Даже кашель, противный кашель, и тот отступил от Дарьюшки. За все время, пока они веселились в большой гостиной, пили вино, Дарьюшка ни разу не кашлянула. Она нарядилась в Аиннино бордовое платье, искусно отделанное всякими складочками, строчками, выемками, собрала в большой узел свои пышные волосы, надела кольца, а поверх платья спустила золотой крестик на платиновой цепочке, тот самый, что обещала старику Боровикову за пристанище. Она была красива в эту ночь, милая Дарьюшка, и на нее нельзя было не заглядеться.
Арзур Палло расспрашивал Гаврю: как дела в Англии, во Франции, нет ли там такого же революционного брожения, каким охвачена Россия. Гавря умерил пыл брата: Англия пребывает в блаженном покое. Колонисты достаточно нажились за счет негров, арабов, индусов, китайцев. Пусть революционер из Мексики не воображает, что Англия и Франция так, запросто, вывалят награбленные богатства на стол ограбленных.
– Будет нечто другое: со временем обрежут им лапы, и не мы, русские, а сами арабы и негры, расщепай меня на лучину, если не так!
Дарьюшка хлопала в ладоши:
– Да будет так, Гавря! Да будет так! Стук-стук-стук…
Это сердце бьется, трепетное сердце Дарьюшки. Сердце дочери тайги.
Стук-стук-стук…
Пусть громче бьется сердце. Пусть оно гонит кровь по телу, и пусть пылают щеки. Пусть оно не спит, сердце, как у лысого Ионыча, а вечно отстукивает мгновения быстротекущей жизни!

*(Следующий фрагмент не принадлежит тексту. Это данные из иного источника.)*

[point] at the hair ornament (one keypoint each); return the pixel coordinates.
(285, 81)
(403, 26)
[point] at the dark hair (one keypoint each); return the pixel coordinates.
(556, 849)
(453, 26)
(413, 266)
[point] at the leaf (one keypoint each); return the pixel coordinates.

В ту же ночь прапорщики Красноярского гарнизона держали военный совет в канцелярии штаба 7-го запасного полка. Потом пошли к солдатам в казармы. Каждый в свою казарму. Так из ночи в ночь…
Тимофей понимал, что теряет Дарьюшку, что он не сумел приблизить ее к себе. Он был просто прапорщик, мобилизованный революцией. Чересчур много довелось пережить на фронте, чтобы вот так, сразу, отключить себя от солдатских забот. Да, он всегда помнил Дарьюшку. Но не ту, что встретил в доме Юскова, красноярского миллионщика, а совсем другую, неопределенную, как дымчатое облако среди ясного неба, и это дымчатое облако таяло сейчас на глазах.
«Я просто прапорщик», – постоянно говорил он себе, добросовестно выполняя свой долг.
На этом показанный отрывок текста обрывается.